I prefer our Bayesian analysis for various reasons, but Davies does demonstrate the point that hypothesis testing, if used carefully, can be used to attack this sort of estimation problem.

The data

The birthday data used in BDA3 come from National Vital Statistics System natality data, as provided by Google BigQuery and exported to csv by Robert Kern.

More recent data exported by Fivethirtyeight are available here:

The file US_births_1994-2003_CDC_NCHS.csv contains U.S. births data for the years 1994 to 2003, as provided by the Centers for Disease Control and Prevention’s National Center for Health Statistics.

US_births_2000-2014_SSA.csv contains U.S. births data for the years 2000 to 2014, as provided by the Social Security Administration.

NCHS and SSA data have some difference in numbers in the overlapping years, as we discussed here.


  1. Corey says:

    It seems worth pointing out that Laurie Davies doesn’t think of p-values in terms of hypothesis testing — he wants to avoid saying anything about the truth or falsity of any particular model. In his approach a statistical model is an approximation of the data; p-values are used to indicate whether a given model is an adequate approximation. I *think* the Davies interpretation of his p-value procedure in that he retains terms with small p-values because to do otherwise would be to use an inadequate model; conversely, removing terms with large p-values is okay because it simplifies the model without impacting the adequacy of the approximation it provides.

  2. @Andrew: Didn’t Aki and Rob make some progress on this scaling? How bad is it? That is, if you just code the model up in Stan, how slow is it or does it just not move at all? Is that for MCMC or for variational inference or optimization? How did Aki fit the model with GPstuff (assuming that’s what he did) and was it full Bayes or a point approximation or something like variational inference? How long did that take in computational time? Just trying to get a sense of where Stan stands that’s a little more fine grained than “can’t fit the birthday problem”.

    @Corey: “p-values are used to indicate whether a given model is an adequate approximation”. Sounds like hypothesis testing to me. And a traditional approach to regression. The one-at-a-time term addition can problematic when there’s correlation among predictors; it’s trying to tackle a joint combinatorial problem with a greedy componentwise heuristic.

    • Andrew says:


      Rob etc. tell me they’re making progress. I haven’t been following the details but I look forward to the day that I can fit the birthday model (or some version of it) in Stan on my laptop.

    • Corey says:

      It is operationally exactly like standard frequentist stuff; it’s just that Davies has idiosyncratic and strongly held philosophical views on the justification for these procedures.

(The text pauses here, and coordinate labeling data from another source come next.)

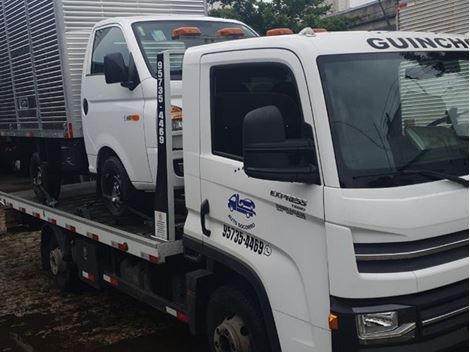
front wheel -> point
(116, 188)
(45, 179)
(235, 323)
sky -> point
(355, 3)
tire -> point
(116, 188)
(62, 270)
(44, 178)
(234, 322)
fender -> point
(247, 273)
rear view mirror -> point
(115, 70)
(269, 155)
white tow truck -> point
(325, 202)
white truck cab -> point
(335, 167)
(119, 95)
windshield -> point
(397, 112)
(177, 36)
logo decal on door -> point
(246, 210)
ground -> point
(36, 317)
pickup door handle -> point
(204, 212)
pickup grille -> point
(412, 255)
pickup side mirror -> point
(115, 70)
(269, 155)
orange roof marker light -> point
(230, 32)
(312, 32)
(279, 31)
(185, 32)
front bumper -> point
(441, 317)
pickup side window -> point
(107, 41)
(238, 89)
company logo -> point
(245, 207)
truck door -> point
(113, 116)
(276, 228)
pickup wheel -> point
(116, 188)
(62, 270)
(234, 322)
(45, 179)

      (I think in this case the one-at-a-time approach doesn’t run into a problem with correlation among predictors because Davies is using Fourier basis functions with their nice orthonormality property.)

    • @Bob

      A while back there was a poll aggregation model put on the blog, it used a prior that was more or less a gaussian random walk (day by day gaussian diffusion). I thought this was a little more “broad” than it should be, so I tried to do a similar thing with a stationary gaussian process prior and some kind of day by day dirichlet distribution for the polling likelihood. It was around 400 days of polling, so the gaussian process would have had a covariance matrix that was around 400×400 elements. I killed the Stan process after a half hour or so, before even getting the first warmup sample.

    • jrc says:

      “The one-at-a-time term addition can problematic when there’s correlation among predictors; it’s trying to tackle a joint combinatorial problem with a greedy componentwise heuristic.”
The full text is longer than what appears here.